Bencana, di negeri ini, rupanya bukan soal derita, melainkan soal administrasi kewenangan.
Negara yang Kuat di Atas Kertas
Pemerintah punya argumen sahih—dan undang-undang di pihaknya. UU No. 24 Tahun 2007 menegaskan: bencana nasional baru ditetapkan jika daerah lumpuh total. Selama kantor gubernur masih menyala, selama rapat koordinasi masih bisa digelar, selama kamera televisi masih menangkap pejabat berseragam lengkap di lapangan, maka bencana dianggap belum cukup nasional.
Logikanya sederhana: selama negara masih bisa berdiri di depan mikrofon, berarti belum jatuh.
Maka, air yang menggenangi rumah warga cukup disebut kejadian besar. Longsor yang memutus ekonomi desa cukup diberi label darurat daerah. Negara ingin membuktikan satu hal penting kepada dunia: kami mampu.
Mandiri, Tapi Siapa yang Diminta Bertahan?
Retorika kemandirian kembali dikibarkan. Presiden menyebut Indonesia cukup kuat menangani bencana ini sendiri. Tidak perlu tergesa membuka pintu bantuan luar. Tidak perlu status yang membuat pasar gelisah, investor curiga, atau mata uang terguncang.

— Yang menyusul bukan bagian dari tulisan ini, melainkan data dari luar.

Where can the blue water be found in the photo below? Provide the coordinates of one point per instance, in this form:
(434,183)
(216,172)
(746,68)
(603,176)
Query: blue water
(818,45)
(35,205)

Masalahnya, kemandirian ini sering kali diminta dari mereka yang paling tidak mandiri: warga desa, petani, nelayan, buruh harian—yang kehilangan rumah, sawah, dan pekerjaan dalam satu malam hujan.

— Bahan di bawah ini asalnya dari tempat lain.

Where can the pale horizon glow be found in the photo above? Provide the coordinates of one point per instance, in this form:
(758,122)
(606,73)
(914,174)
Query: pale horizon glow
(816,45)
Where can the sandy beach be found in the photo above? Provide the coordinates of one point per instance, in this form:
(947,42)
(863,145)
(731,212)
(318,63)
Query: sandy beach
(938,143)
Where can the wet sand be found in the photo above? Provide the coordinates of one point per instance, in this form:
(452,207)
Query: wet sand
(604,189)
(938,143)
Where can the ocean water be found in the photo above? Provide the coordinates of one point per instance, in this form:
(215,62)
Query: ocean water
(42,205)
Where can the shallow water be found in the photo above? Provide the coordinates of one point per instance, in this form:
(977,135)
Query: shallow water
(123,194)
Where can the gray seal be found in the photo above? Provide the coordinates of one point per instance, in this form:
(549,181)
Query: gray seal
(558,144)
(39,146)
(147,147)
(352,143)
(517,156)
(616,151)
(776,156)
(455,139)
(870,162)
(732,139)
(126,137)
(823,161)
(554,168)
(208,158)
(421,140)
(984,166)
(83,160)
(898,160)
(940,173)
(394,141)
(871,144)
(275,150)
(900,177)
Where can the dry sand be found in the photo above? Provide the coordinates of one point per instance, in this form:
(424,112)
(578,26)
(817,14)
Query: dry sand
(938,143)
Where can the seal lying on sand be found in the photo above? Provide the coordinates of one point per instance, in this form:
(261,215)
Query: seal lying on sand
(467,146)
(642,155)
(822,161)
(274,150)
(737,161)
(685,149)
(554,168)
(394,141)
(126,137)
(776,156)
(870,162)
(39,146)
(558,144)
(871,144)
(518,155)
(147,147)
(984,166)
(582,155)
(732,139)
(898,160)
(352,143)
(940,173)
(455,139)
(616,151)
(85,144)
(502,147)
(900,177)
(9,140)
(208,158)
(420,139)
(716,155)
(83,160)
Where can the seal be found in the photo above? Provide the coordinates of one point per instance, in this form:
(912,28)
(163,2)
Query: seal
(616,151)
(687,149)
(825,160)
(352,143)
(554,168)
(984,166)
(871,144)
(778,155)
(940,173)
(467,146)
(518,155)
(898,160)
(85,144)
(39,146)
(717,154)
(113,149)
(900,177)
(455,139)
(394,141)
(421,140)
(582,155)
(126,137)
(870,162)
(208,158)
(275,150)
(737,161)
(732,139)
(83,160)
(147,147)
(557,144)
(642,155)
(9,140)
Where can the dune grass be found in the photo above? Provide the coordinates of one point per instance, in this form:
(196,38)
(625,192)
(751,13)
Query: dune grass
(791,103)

Negara menjaga citra stabilitas, warga diminta sabar.
Trauma Tsunami dan Ketakutan Mengulang Sejarah
Bayangan tsunami Aceh 2004 masih menghantui. Saat itu, status Bencana Nasional membuka pintu dunia: tentara asing, relawan global, logistik lintas negara. Bantuan memang datang deras, tetapi juga menyisakan trauma kedaulatan dan kekacauan koordinasi.
Sejak itu, negara belajar satu pelajaran penting: status nasional adalah pedang bermata dua. Ia membuka kran anggaran, tetapi juga membuka mata dunia bahwa negara sedang rapuh.
Maka, lebih aman menyebutnya bencana serius tapi tidak nasional. Sebuah istilah yang menenangkan grafik ekonomi, meski tidak selalu menenangkan warga yang kehilangan segalanya.
Ketika Angka Lebih Penting dari Luka
Di laporan resmi, korban dihitung. Rumah diklasifikasi. Jalan diinventarisasi. Semua masuk tabel. Namun yang sulit masuk laporan adalah kelelahan relawan, kecemasan ibu-ibu di pengungsian, dan masa depan anak-anak yang sekolahnya tertimbun lumpur.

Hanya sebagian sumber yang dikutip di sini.